The review also highlighted the successful application of ML algorithms in constructing prediction models for post-surgical PROM outcomes. However, there was no consistent evidence supporting the superiority of any specific ML algorithm. Minor differences in model performance were observed across studies, with various algorithms showing the best performance in different contexts. Notably, Zhou et al. [29] found that advanced ML models did not always outperform traditional statistical methods, such as logistic regression, in predicting PROM outcomes. The studies included in this review represent pioneering efforts in leveraging AI and ML to track PROMs post-surgery. The rise of AI and ML is expected to play a transformative role in managing the increasingly vast amounts of data being produced in healthcare. Furthermore, as healthcare systems increasingly prioritize patient-centered care, PROMs are becoming essential for capturing patient experiences and outcomes [38].

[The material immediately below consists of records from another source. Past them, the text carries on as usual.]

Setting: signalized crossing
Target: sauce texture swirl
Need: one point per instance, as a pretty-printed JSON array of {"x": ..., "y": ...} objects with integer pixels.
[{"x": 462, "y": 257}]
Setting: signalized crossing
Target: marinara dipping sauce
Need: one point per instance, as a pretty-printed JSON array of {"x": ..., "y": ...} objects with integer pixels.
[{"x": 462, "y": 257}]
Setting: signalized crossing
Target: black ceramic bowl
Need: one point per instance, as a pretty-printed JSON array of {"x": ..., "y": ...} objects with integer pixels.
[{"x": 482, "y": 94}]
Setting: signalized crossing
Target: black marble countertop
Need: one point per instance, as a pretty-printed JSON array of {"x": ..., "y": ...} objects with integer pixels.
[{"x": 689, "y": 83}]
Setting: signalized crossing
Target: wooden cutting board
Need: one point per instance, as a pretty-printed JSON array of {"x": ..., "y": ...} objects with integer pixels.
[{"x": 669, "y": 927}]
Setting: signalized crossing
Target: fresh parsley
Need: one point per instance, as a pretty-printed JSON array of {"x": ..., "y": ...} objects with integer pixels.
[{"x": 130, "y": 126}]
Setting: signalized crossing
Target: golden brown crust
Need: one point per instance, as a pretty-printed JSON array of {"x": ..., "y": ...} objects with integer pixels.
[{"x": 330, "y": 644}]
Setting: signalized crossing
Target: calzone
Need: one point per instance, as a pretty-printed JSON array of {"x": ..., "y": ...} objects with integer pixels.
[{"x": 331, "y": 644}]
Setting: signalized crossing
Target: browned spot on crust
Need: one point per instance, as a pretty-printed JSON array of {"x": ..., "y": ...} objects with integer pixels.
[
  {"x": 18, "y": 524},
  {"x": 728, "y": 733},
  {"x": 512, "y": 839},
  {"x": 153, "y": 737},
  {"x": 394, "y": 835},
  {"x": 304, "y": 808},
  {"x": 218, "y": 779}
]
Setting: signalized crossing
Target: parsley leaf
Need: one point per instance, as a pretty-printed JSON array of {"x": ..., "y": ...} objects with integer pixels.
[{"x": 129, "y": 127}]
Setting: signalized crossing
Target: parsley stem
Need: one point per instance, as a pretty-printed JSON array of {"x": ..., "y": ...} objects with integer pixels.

However, the challenge lies in analyzing and utilizing this data in real-time, given constraints on resources such as clinician time and digital infrastructure [39]. AI and ML have the potential to address these challenges by processing extensive data from PROMs alongside clinical data such as biomarkers, imaging, and inputs from wearable sensor data on heart rate and biomechanics, to enable personalized treatment and recovery plans. By integrating PROMs with other clinical factors, AI models can predict treatment outcomes, identify candidates for fast-track surgery (i.e., enhanced recovery pathways designed to minimize hospital stay and accelerate postoperative recovery), and determine which interventions are most likely to improve quality of life for individual patients. This capability enhances the precision of care, leading to better clinical outcomes and increased patient satisfaction [40, 41].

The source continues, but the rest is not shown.